La guardai senza proferire parola.

Erano passati alcuni giorni dall'ultima volta che avevo visto Zakhariah e anche se il mio appuntamento non era previsto, le avevo telefonato con la disperazione che mi tormentava la testa, necessitando di parlarle. Lei, cordiale e disponibile come si era sempre dimostrata nei due anni durante i quali l'avevo frequentata settimanalmente sotto obbligo di mia madre, mi aveva ritagliato un'ora scarsa dopo l'ultimo paziente della giornata, o, perlomeno, quello che credevo lo fosse.

Aveva acconciato i capelli in una perfetta coda alta esageratamente tirata. Il tailleur color panna le stava divinamente, e il trucco leggero ma definito le risaltava gli occhi brillanti.

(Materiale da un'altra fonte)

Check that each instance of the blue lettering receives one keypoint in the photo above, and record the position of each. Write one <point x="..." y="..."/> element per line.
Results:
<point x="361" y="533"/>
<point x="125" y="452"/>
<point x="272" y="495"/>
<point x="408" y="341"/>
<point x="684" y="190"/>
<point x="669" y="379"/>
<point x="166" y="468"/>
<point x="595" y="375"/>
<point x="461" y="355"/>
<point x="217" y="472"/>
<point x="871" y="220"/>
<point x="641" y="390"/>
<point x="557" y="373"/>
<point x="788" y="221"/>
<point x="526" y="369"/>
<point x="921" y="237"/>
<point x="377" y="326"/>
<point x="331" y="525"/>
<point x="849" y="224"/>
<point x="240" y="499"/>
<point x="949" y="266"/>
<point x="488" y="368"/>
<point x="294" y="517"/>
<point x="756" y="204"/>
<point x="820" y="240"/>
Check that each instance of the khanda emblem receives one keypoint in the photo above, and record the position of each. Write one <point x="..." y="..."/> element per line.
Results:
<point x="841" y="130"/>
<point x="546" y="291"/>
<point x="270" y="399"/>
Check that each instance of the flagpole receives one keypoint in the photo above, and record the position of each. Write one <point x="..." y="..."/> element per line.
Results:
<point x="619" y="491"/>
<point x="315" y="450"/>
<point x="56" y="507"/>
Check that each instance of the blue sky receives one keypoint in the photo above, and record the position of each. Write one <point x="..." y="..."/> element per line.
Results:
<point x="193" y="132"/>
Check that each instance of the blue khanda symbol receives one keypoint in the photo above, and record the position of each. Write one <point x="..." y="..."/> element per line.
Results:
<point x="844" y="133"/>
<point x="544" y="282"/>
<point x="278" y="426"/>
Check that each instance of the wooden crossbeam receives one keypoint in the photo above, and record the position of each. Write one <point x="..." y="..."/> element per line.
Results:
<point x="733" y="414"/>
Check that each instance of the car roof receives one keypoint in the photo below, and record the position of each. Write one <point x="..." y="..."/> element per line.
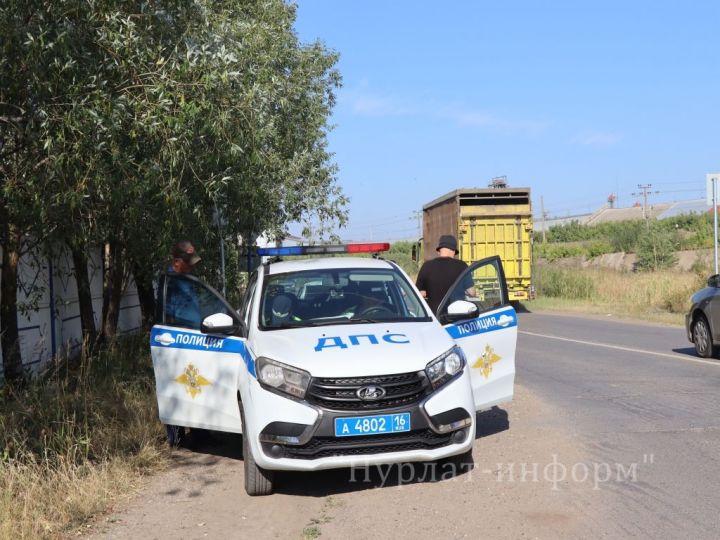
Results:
<point x="326" y="263"/>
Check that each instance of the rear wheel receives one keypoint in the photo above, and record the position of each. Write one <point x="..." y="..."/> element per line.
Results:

«Io credo che sia il momento in cui stabiliamo quale percorso è più adatto affrontare per occuparci della tua monofobia», affermò, richiudendo la sua agenda e posandola sul tavolo di fianco alla penna che aveva utilizzato per prendere appunti fino a quel momento. I suoi orecchini con il ciondolo tintinnarono nel nulla mentre lei raddrizzava la schiena contro lo schienale della sedia.

La mia monofobia.

La monofobia, quel disturbo che mi attanagliava lo stomaco al solo spaventoso pensiero, mescolandosi alla sensazione di opprimente disagio che mi soffocava, di rimanere completamente sola.

Dovetti prendere un respiro più profondo dei precedenti per mantenere una parvenza di calma nel mio atteggiamento, nonostante il pericardio fosse impazzito e sentissi il rimbombo del mio battito nelle orecchie, fino alle pulsazioni irregolari sotto la pelle dei miei polpastrelli.